Ele escreveu que sempre se considerou feminista e acreditava que homens e mulheres já eram tratados de maneira igualitária. No entanto, ao assistir à inversão de papéis apresentada em Ladies First, percebeu que muitas situações retratadas não pareciam exageradas justamente porque reproduziam experiências reais vividas diariamente por mulheres.
Segundo o autor da publicação, a discussão gerou reações negativas em fóruns masculinos, onde diversos usuários minimizam ou negaram a existência dos comportamentos retratados pelo filme.
Entre o exagero e a realidade
Diversos críticos argumentaram que a obra exagera ou simplifica questões complexas. Ainda assim, especialistas que atuam no combate à violência contra mulheres destacam que o desconforto provocado pelo filme decorre justamente da proximidade entre a ficção e situações reais.
Farah Benis, fundadora do Centre for Prevention of Violence Against Women and Girls, reconheceu que o filme apresenta problemas narrativos, mas alertou para o risco de desconsiderar experiências de assédio por parecerem “irreais”. Segundo ela, décadas de pesquisas, relatos e dados oficiais demonstram que o assédio sexual e as microagressões continuam sendo uma realidade cotidiana para inúmeras mulheres.

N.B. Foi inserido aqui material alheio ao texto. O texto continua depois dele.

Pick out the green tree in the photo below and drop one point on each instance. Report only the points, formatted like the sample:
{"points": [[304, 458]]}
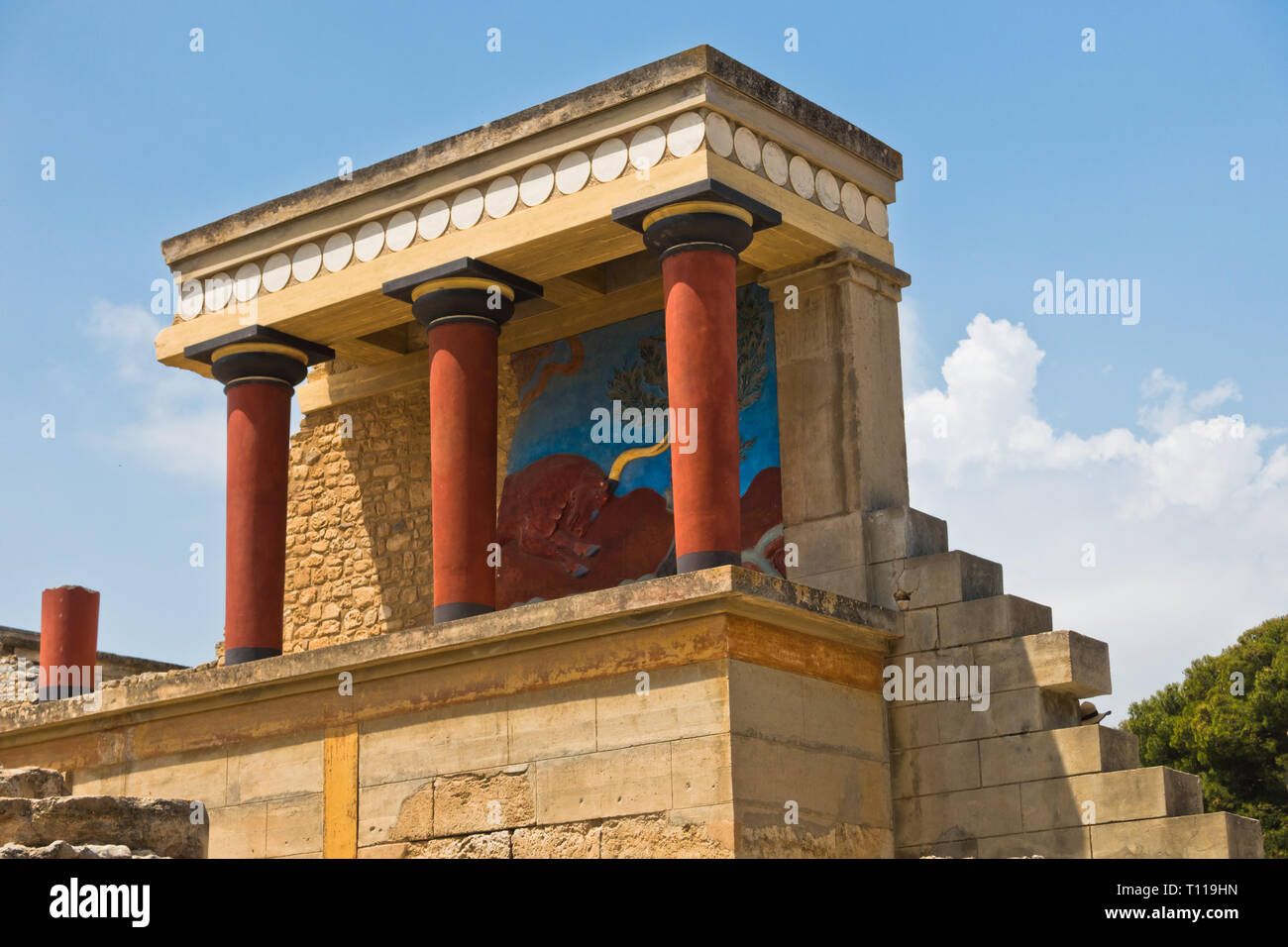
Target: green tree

Ela também destaca um fenômeno recorrente: muitas mulheres relatam já ter sofrido algum tipo de abuso ou assédio, enquanto poucos homens afirmam conhecer alguém que pratique esse tipo de comportamento. Para Benis, essa contradição evidencia uma das principais barreiras enfrentadas pelas vítimas: a descrença e a minimização de seus relatos.
Um filme atual, apesar das críticas
Outro ponto levantado pela crítica é que Ladies First parece datado. A produção é baseada no filme francês Eu Não Sou um Homem Fácil, lançado em 2018, cuja proposta já havia sido considerada pouco inovadora na época.
Ainda assim, profissionais do ambiente corporativo afirmam que muitas das situações apresentadas permanecem extremamente atuais. Tanya Loeb, gerente de Recursos Humanos, destacou que as cenas envolvendo assédio no trabalho e pressão por padrões de beleza mostram como comportamentos discriminatórios acabam sendo naturalizados, especialmente quando direcionados às mulheres.
Vale a pena assistir?
Mesmo com falhas de roteiro e uma abordagem por vezes caricata, Ladies First consegue cumprir um objetivo importante: provocar empatia. Ao colocar um homem na posição de quem sofre discriminação cotidiana, o filme oferece ao público uma perspectiva diferente sobre práticas que muitas vezes passam despercebidas.
Sua força não está na sutileza, mas justamente na capacidade de transformar desigualdades reais em uma linguagem acessível para um grande público. Talvez por isso tenha dividido tanto a crítica e, ao mesmo tempo, encontrado receptividade entre muitos espectadores.
No fim, Ladies First pode não ser uma grande obra cinematográfica, mas certamente é um filme capaz de estimular conversas necessárias sobre machismo, preconceito e desigualdade de gênero — temas que, infelizmente, continuam bastante atuais.